A Mother’s Struggle: San Francisco’s Changing Landscape and the Battle Against Addiction


In the heart of San Francisco’s historically vibrant North Beach district, Tanya Tilghman built a life for herself and her family. The city’s liberal values, diverse community, and strong sense of belonging made it a place she was proud to call home. However, over the years, Tilghman witnessed a disheartening transformation of the streets she once considered safe. As policies from City Hall and advocacy groups aimed at addressing homelessness took effect, she noticed a deepening drug crisis plaguing the city.

Tilghman’s own son, Roman Vardanega, fell victim to the allure of drugs. Starting with a casual experimentation in high school, he spiraled into the grips of addiction, traversing through a harrowing sequence of substance abuse. The availability of drugs, particularly in the notorious Tenderloin area, made it difficult for her son to break free from their clutches. Tilghman’s concern intensified when she realized that the city’s response to drug-related offenses was lenient, often releasing offenders without consequences.

The COVID-19 pandemic further exacerbated San Francisco’s drug epidemic. As the city shut down, tent encampments multiplied on the sidewalks, and drug use became more brazen. The lack of action from the authorities left Tilghman bewildered and disheartened. When a “linkage center” opened in the Tenderloin, touted as a place where addicts could seek assistance, Tilghman hoped it could be a turning point for her son. However, her visit revealed a shocking reality – drugs were openly consumed within the center, rendering it ineffective in providing the intended support.

Tilghman’s desperation to find her son led her to walk the streets, confronting the grim reality of homelessness, addiction, and mental illness. As she tirelessly searched, she realized that her son’s face was a reflection of countless others struggling in the city. The laissez-faire approach of the local government had pushed the boundaries too far. Shoplifting went unpunished, and drug use was tolerated even in the presence of law enforcement.

Through her perseverance, Tilghman eventually found solace and support. Engaging with Mothers Against Drug Addiction and Deaths, she discovered a renewed purpose in fighting against the drug crisis. A new district attorney, determined to address the city’s crime surge, took office after the previous one faced a recall. For Tilghman’s son, encounters with the legal system and subsequent incarceration offered a lifeline—a chance to break free from the streets and enter a court-mandated rehabilitation program.

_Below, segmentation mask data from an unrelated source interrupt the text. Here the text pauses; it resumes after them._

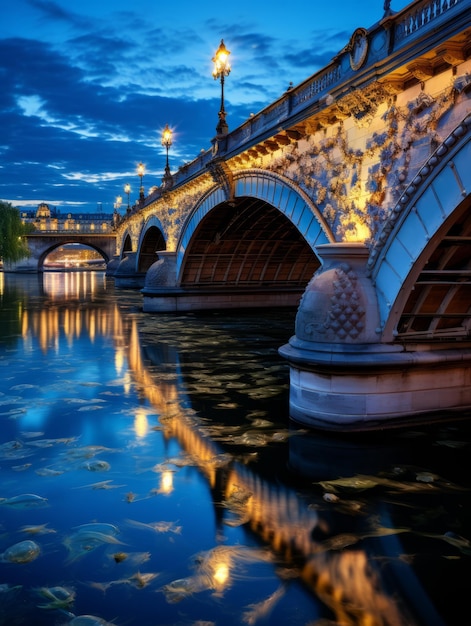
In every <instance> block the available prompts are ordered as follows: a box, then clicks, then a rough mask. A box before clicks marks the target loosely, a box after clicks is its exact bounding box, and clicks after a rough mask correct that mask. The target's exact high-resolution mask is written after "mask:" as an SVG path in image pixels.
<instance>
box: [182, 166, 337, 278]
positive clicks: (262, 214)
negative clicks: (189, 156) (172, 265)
mask: <svg viewBox="0 0 471 626" xmlns="http://www.w3.org/2000/svg"><path fill="white" fill-rule="evenodd" d="M231 183H232V184H231V185H229V186H227V187H219V186H218V187H213V188H212V189H211V190H210V191H209V192H208V193H207V194H206V195H204V196H203V197H202V198H201V200H200V202H199V203H198V205H197V206H196V207H195V208H194V210H193V212H192V214H191V215H190V217H189V219H188V220H187V222H186V224H185V227H184V230H183V232H182V234H181V237H180V240H179V242H178V245H177V264H176V273H177V277H178V280H177V282H178V284H180V285H181V286H190V285H195V284H199V285H201V284H208V285H209V284H211V285H218V284H219V285H239V286H240V285H245V286H247V285H253V286H261V285H274V284H276V285H279V286H281V285H283V284H284V285H293V286H297V287H300V286H305V285H306V284H307V283H308V282H309V280H310V279H311V277H312V275H313V273H314V272H315V270H316V269H317V268H318V267H319V261H318V259H317V256H316V254H315V252H314V248H315V246H316V245H318V244H321V243H327V242H332V241H333V240H334V238H333V235H332V233H331V231H330V228H329V227H328V225H327V223H326V221H325V220H324V218H323V217H322V215H321V214H320V212H319V210H318V209H317V207H316V206H315V205H314V204H313V203H312V202H311V201H310V199H309V198H308V197H307V195H306V194H304V192H302V191H301V190H300V189H297V188H296V187H295V186H294V185H293V183H292V182H291V181H289V180H288V179H286V178H283V177H281V176H279V175H275V174H272V173H269V172H265V171H263V170H255V169H254V170H244V171H242V172H238V173H236V174H235V175H234V177H233V180H232V181H231Z"/></svg>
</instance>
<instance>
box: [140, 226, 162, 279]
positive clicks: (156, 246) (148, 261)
mask: <svg viewBox="0 0 471 626" xmlns="http://www.w3.org/2000/svg"><path fill="white" fill-rule="evenodd" d="M163 232H164V229H163V228H162V224H161V222H160V220H159V219H158V218H157V217H156V216H155V215H151V216H150V217H149V218H148V219H147V221H146V223H145V224H144V226H143V228H142V230H141V234H140V236H139V243H138V245H137V268H136V269H137V271H138V272H146V271H147V270H148V269H149V267H150V266H151V265H152V264H153V263H154V262H155V261H156V260H157V256H156V252H157V251H158V250H166V248H167V244H166V241H165V237H164V235H163Z"/></svg>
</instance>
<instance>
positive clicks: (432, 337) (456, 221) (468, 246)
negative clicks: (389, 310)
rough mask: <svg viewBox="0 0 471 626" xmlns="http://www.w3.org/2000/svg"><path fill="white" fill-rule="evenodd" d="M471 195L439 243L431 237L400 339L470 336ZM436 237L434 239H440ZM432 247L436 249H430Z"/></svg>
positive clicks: (397, 324) (440, 239)
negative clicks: (424, 260)
mask: <svg viewBox="0 0 471 626" xmlns="http://www.w3.org/2000/svg"><path fill="white" fill-rule="evenodd" d="M470 207H471V199H470V198H468V199H467V201H466V202H464V203H463V206H462V207H461V208H460V210H459V211H457V214H456V215H454V216H453V220H452V223H451V224H447V225H446V226H445V232H444V234H443V236H441V234H438V235H437V236H436V238H437V237H441V239H440V241H439V243H438V245H437V244H436V241H431V243H430V244H429V246H427V248H426V250H425V254H426V256H427V257H428V258H427V259H425V262H424V263H423V264H420V265H422V269H421V270H420V271H419V273H418V276H417V277H414V283H413V287H412V289H410V288H408V286H407V285H406V286H405V287H406V288H405V290H404V291H405V292H406V293H409V291H410V293H409V296H408V298H407V301H406V302H405V305H404V309H403V311H402V314H401V317H400V320H399V322H398V324H397V339H398V340H400V341H421V340H426V341H429V340H445V339H447V340H453V339H462V338H466V337H467V336H469V330H470V324H471V213H470V211H469V209H470ZM436 238H434V239H436ZM430 249H432V250H433V251H432V252H429V250H430ZM422 256H424V255H422Z"/></svg>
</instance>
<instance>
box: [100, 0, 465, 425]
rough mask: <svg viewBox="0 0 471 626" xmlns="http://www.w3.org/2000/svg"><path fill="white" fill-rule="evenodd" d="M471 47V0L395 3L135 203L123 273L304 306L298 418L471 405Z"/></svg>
mask: <svg viewBox="0 0 471 626" xmlns="http://www.w3.org/2000/svg"><path fill="white" fill-rule="evenodd" d="M388 6H389V3H386V4H385V7H388ZM470 53H471V0H419V1H416V2H413V3H411V4H410V5H409V6H408V7H406V8H405V9H404V10H402V11H401V12H399V13H393V12H391V11H390V10H389V9H386V12H385V14H384V16H383V17H382V19H380V21H378V22H377V23H376V24H374V25H373V26H371V27H370V28H368V29H366V28H358V29H356V30H355V31H354V33H353V34H352V36H351V38H350V40H349V42H348V44H347V45H346V47H345V48H344V49H343V50H341V51H340V52H339V54H338V55H337V56H336V57H335V58H334V59H333V60H332V62H331V63H330V65H328V66H327V67H326V68H324V69H323V70H321V71H320V72H318V73H316V74H314V75H313V76H311V77H310V78H308V79H307V80H306V81H305V82H303V83H302V84H300V85H299V86H296V87H292V88H290V89H289V90H288V91H286V93H284V94H283V95H282V96H281V97H280V98H279V99H278V100H277V101H275V102H273V103H272V104H270V105H269V106H267V107H266V108H265V109H264V110H262V111H260V112H259V113H258V114H257V115H254V116H252V117H250V119H248V120H247V121H246V122H245V123H244V124H242V125H241V126H240V127H238V128H236V129H234V130H233V131H232V132H229V133H227V134H223V135H217V136H216V137H215V138H214V139H213V141H212V147H211V149H209V150H207V151H205V152H203V153H201V154H200V155H199V156H198V157H197V158H196V159H195V160H194V161H192V162H191V163H188V164H186V165H185V166H183V167H181V168H180V169H179V171H178V172H176V173H175V174H174V175H173V176H172V177H171V178H169V177H168V176H167V177H165V178H164V180H163V182H162V185H161V186H160V187H159V188H157V189H156V190H154V191H153V193H152V194H151V195H149V196H147V197H144V198H142V199H141V201H140V203H139V204H138V205H136V206H135V207H133V210H132V211H131V213H130V214H129V215H128V216H127V217H126V218H125V219H124V220H123V221H122V223H121V224H120V225H119V227H118V230H117V236H118V256H117V258H116V259H115V260H114V261H113V262H112V263H110V265H109V272H110V273H112V274H114V277H115V280H116V284H117V285H118V286H119V285H125V286H129V285H139V286H141V287H143V307H144V310H146V311H155V312H158V311H161V312H168V311H188V310H195V309H206V308H208V309H209V308H211V309H213V308H229V307H231V308H232V307H249V306H251V307H259V306H293V305H294V306H298V313H297V317H296V327H295V335H294V336H293V338H292V339H291V340H290V342H289V344H288V345H286V346H283V347H282V348H281V349H280V352H281V354H282V355H283V356H284V357H286V359H287V360H288V362H289V365H290V388H291V397H290V412H291V416H292V417H293V418H294V419H295V420H298V421H300V422H303V423H306V424H310V425H314V426H319V427H322V428H341V429H357V428H360V429H364V428H377V427H380V428H383V427H384V426H386V425H389V424H395V425H398V424H402V423H404V422H406V423H407V424H410V423H411V422H412V421H414V420H415V419H427V420H431V419H439V418H440V419H442V418H443V417H447V418H448V417H450V416H451V417H456V416H457V415H460V416H461V415H463V413H464V412H465V411H466V410H468V409H470V408H471V362H470V360H471V340H470V334H471V333H470V329H471V289H470V286H471V260H470V259H471V213H470V210H469V209H470V204H471V200H470V190H471V167H470V163H471V143H470V139H471V100H470V97H471V59H470Z"/></svg>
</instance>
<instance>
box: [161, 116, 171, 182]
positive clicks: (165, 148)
mask: <svg viewBox="0 0 471 626" xmlns="http://www.w3.org/2000/svg"><path fill="white" fill-rule="evenodd" d="M162 145H163V146H164V148H165V150H166V152H167V161H166V165H165V178H169V177H170V167H169V165H168V149H169V148H170V146H171V145H172V130H171V129H170V128H169V127H168V124H165V128H164V130H163V132H162Z"/></svg>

While San Francisco still holds its beauty and allure, Tilghman acknowledges the alarming changes that have unfolded. As a staunch liberal, she struggles with the discrepancy between her political beliefs and the chaotic reality surrounding her. Her story encapsulates the battles faced by countless families in the city, as they navigate through a changing landscape fraught with addiction and crime.

In summary, Tanya Tilghman’s narrative sheds light on the evolving drug epidemic in San Francisco and the impact it has had on families like hers. The struggle to find her son amidst a growing crisis and a city’s shifting priorities illustrates the need for comprehensive and effective measures to address the root causes of addiction and homelessness.